Das ist wohl war, stammt wohl noch aus einer früheren Java-Zeit ^^



> *The C machine model.* [...]


Was reitet der so auf den Pointern rum? Sehe ich nicht als wirklichen Nachteil, hängt von den "persönlichen Präferenzen" ab.



> *Destructors*


Es gibt keine explizit aufrufbaren Destruktoren, das geht aber über die finalize() Methode. RAII kann über try-with-resources erreicht werden.



> *Templates*


Die Java Generics sind nicht so mächtig wie C++ Templates, das stimmt. Stammt aber wohl noch aus einer Zeit, bevor die Generics überhaupt kamen (< Java 1.5).



> *Operator overloading*


Das "Problem" hatte ich allerdings auch schon mal gehabt, den Punkt lasse ich gelten. Wobei ich auch schon üblen Missbrauch dieses Features gesehen habe, insofern kann man sich da durchaus drüber streiten.



> *The C preprocessor*


Vorteil für C/C++, wenn man ihn denn sinnvoll einsetzt. Man kommt aber auch ohne aus. Was ich aber schon ab und an gerne hätte wäre ein #ifdef DEBUG 



> *Default arguments*


Kann man per Überladung nachbauen, wenn man es denn unbedingt braucht.

Just my 2 cents.



> Genau das hatte ich vor. Und wenn wir hier im Konsenz entscheiden, was  wir schreiben, sollte das auch klappen. Hab nur leider gerade wenig  Zeit, werde hier noch mehr beitragen, sobald ich kann... :/


Also wenn wir das neutral machen könnten (ich versuche auch nicht zu meckern ^^), vielleicht so mit Vor- und Nachteilen, könnte das für Neueinsteiger hiflreich sein. So eine Art FAQ für Neueinsteiger vielleicht.


----------



## Icedaft (8. Januar 2014)

*AW: Ein sticky Thread "Programmieren lernen" für Anfänger?*

Dann legt mal los, meine "Programmierkenntnisse" reduzieren sich auf ein par hängengebliebene Basic- und DOS-Befehle....


----------



## Crysis nerd (8. Januar 2014)

*AW: Ein sticky Thread "Programmieren lernen" für Anfänger?*

Okay, dann mal meinen Senf zu dem Thema 



bingo88 schrieb:


> Was reitet der so auf den Pointern rum? Sehe ich nicht als wirklichen Nachteil, hängt von den "persönlichen Präferenzen" ab.

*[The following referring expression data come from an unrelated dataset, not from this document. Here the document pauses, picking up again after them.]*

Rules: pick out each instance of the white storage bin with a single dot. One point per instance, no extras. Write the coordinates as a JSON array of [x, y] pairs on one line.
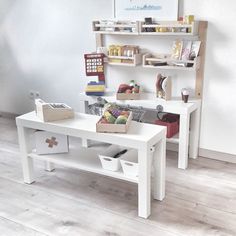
[[107, 160], [129, 163]]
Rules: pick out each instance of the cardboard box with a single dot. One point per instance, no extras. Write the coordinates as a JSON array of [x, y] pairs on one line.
[[114, 128], [53, 111], [50, 143], [128, 96]]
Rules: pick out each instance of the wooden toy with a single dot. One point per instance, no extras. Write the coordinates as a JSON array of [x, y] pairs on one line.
[[52, 111], [128, 92], [95, 88], [94, 65], [163, 87], [114, 120]]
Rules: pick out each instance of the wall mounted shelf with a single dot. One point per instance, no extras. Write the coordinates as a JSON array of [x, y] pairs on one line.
[[151, 61]]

Ich verstehe hier nicht ganz, was du meinst. Dass Java explizite Pointer verbietet ist halt.. naja. Vllt. kannste nochmal erklären, was du genauer meinst.



bingo88 schrieb:


> Es gibt keine explizit aufrufbaren Destruktoren, das geht aber über die finalize() Methode. RAII kann über try-with-resources erreicht werden.


Das kannte ich noch nicht und es scheint wirklich sinnvoll in Java. Trotzdem ist es zusätzliche Syntax und zusätzlicher Aufwand. RAII quasi als "default" für Resourcenmanagement zu nutzen, finde ich definitiv besser. Vorallem sehe ich keinen Grund, es nicht "default" zu machen. Die Sache mit dem GC ist so... wenig genau definiert. Man weiß nicht, wann welches Objekt wirklich zerstört wird. Die finalize() Methode wird ja auch erst aufgerufen, wenn der GC sich mal entscheidet, das Objekt wegzuräumen. 



bingo88 schrieb:


> Die Java Generics sind nicht so mächtig wie C++ Templates, das stimmt. Stammt aber wohl noch aus einer Zeit, bevor die Generics überhaupt kamen (< Java 1.5).

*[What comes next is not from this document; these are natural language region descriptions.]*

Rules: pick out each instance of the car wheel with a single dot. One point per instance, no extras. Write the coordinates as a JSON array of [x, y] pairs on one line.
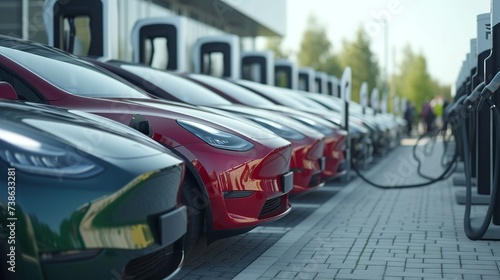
[[192, 198]]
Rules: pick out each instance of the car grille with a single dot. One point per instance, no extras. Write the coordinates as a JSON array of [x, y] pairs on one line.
[[315, 180], [270, 206], [151, 265]]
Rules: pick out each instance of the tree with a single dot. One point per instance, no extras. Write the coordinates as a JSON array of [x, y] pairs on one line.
[[316, 49], [274, 44], [359, 56], [414, 81]]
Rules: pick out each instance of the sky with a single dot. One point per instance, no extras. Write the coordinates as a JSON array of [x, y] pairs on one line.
[[439, 29]]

Und jeder, der nicht komplett in C++ steckt, sieht garnicht, wie viel mehr Templates können. Aber das verlange ich auch garnicht, dass das jeder weiß und dein "nicht so mächtig" ist ja schon korrekt  Außerdem ist es sowieso irgendwie peinlich, dass Java so ewig lange für Generics gebraucht hat (die auch nur per Type-Erasure funktionieren) wo C++ schon in 98 einen kompletten Standard mit Templates hatte. Der Artikel ist auch recht alt, stimmt auch wohl. Und ja die Java Generics haben sogar ein paar wenige Sachen, die mir da gut gefallen, wo man in C++ ein wenig komplizierter vorgehen muss. Aber grundsätzlich ist es halt kein wirklicher Vergleich.



bingo88 schrieb:


> Das "Problem" hatte ich allerdings auch schon mal gehabt, den Punkt lasse ich gelten. Wobei ich auch schon üblen Missbrauch dieses Features gesehen habe, insofern kann man sich da durchaus drüber streiten.

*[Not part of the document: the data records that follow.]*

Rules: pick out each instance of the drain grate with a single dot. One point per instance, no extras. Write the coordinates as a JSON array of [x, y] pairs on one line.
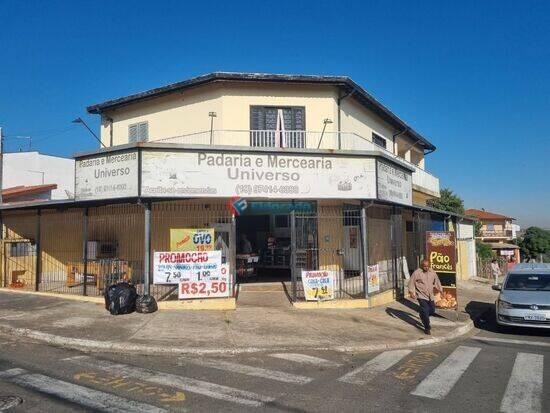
[[7, 402]]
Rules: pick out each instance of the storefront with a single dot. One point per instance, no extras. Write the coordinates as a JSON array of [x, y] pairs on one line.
[[273, 216]]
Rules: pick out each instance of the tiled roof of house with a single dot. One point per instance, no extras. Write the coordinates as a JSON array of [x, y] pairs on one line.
[[17, 191], [345, 83], [482, 214]]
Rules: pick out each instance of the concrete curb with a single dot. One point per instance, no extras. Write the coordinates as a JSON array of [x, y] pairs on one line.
[[125, 347]]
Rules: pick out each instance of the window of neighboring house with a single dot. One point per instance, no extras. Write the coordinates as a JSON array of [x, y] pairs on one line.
[[378, 140], [138, 132], [22, 249], [265, 120]]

Das ist irgendwie genau der Unterschied in den Philosophien der Sprachen. Warum sollte man ein Feature verbieten, nur weil man es missbrauchen kann? Diskutieren kann man natürlich gerne, weil es gibt durchaus Features, die in den meisten Fällen eigentlich nur schlecht genutzt werden können. Aber Operatorüberladung gehört jedenfalls nicht dazu, meiner Meinung nach. Wird ja auch oft gesagt, dass C++ es einem extrem einfach macht, sich selbst in den Fuß zu schießen  Aber dann muss man halt nur wissen, wann man die Pistole aufnehmen sollte. Wenn man da allerdings die Pistole aufnimmt ohne seine Funktion wirklich zu kennen, ist man selber Schuld, wenn man ein Loch im Fuß hat.



bingo88 schrieb:


> Vorteil für C/C++, wenn man ihn denn sinnvoll einsetzt. Man kommt aber auch ohne aus. Was ich aber schon ab und an gerne hätte wäre ein #ifdef DEBUG


Ja genau, ich bin auch kein Freund vom Preprocessor und nutze ihn als.. "letzte Möglichkeit". Er hat durchaus sinnvolle Einsatzgebiete, wie z.B. X-Makro Konstrukte. Aber modernes C++ versucht auch den Preprocessor in den meisten Anwendungen abzulösen. 



bingo88 schrieb:


> Kann man per Überladung nachbauen, wenn man es denn unbedingt braucht.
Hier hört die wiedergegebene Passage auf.